In our tolerance of the POGO presence, we are effectively complicit if not conspiratorial in assisting the illegal operations to spread if not profligate a wrong.
The legal question of our acts remains debatable however. Similar to the joke on prostitution, the morality question initially escapes debate where prostitution as a crime remains jurisdictional as with gambling in the case of the POGO. Because online gambling is not illegal in our neck of the woods then the matter of transnational crimes crossing the West Philippine Sea via cyberspace remains a gray area yet undetermined by law.
While gambling is considered criminal and is clearly outlawed in China, online gambling, likewise, criminal and illegal, can be carried out far from the long arm of Chinese laws. Does that make an illegal act legal? Perhaps not. It simply makes the laws unenforceable where the authorities empowered to carry out the law either do not recognize the illegality based on jurisdictional differences or are simply unwilling given the profits deliberate dereliction might earn.
The debate is deepened by other aspects which cannot be addressed legally but must be addressed in any case where the general public is discomforted by the presence of POGO. Allow us to refer back to the joke that we opened with. Specifically, the question of what constitutes a “profession.”
In his final retort the man says that all that remains is to negotiate the price for a night of illicit sex. The woman’s status has been established. It was established when she agreed to engage in illicit sex for $10 million. It’s a commercial quid pro quo, a business transaction. Plainly put, it’s the commercial exchange for sex that establishes what she is.

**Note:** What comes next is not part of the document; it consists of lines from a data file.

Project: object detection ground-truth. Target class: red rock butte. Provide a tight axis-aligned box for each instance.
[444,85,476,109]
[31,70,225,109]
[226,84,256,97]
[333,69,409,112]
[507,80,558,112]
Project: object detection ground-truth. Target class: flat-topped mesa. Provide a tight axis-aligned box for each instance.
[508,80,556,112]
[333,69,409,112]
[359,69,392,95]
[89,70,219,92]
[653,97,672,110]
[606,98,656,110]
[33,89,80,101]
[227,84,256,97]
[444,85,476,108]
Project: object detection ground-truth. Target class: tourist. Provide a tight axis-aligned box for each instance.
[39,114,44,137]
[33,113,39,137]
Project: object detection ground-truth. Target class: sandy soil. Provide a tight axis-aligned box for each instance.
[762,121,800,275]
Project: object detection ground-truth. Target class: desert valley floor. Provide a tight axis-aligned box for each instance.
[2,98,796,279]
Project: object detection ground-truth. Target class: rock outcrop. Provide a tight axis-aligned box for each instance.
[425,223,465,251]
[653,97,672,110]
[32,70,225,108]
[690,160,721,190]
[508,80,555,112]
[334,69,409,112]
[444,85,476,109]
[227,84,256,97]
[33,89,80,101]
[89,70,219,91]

Now let’s transpose that discussion into the question of our tolerance of POGO and how the gaming authorities justify their presence using the prospective taxes and the lease and rental cash flows POGO bring with them. The money involved is in multiples of billions and certainly that’s money we can use. In the same way that a practitioner of the oldest profession in the planet can use the $10 million offered for sex.
Without discussing the morality of prostitution or even the morality of hosting POGO and earning from what is considered a crime at the point of origin from which Chinese POGO spawn, we have, in effect, indirectly alluded to ourselves as a practitioner of the oldest profession. We are prostitutes.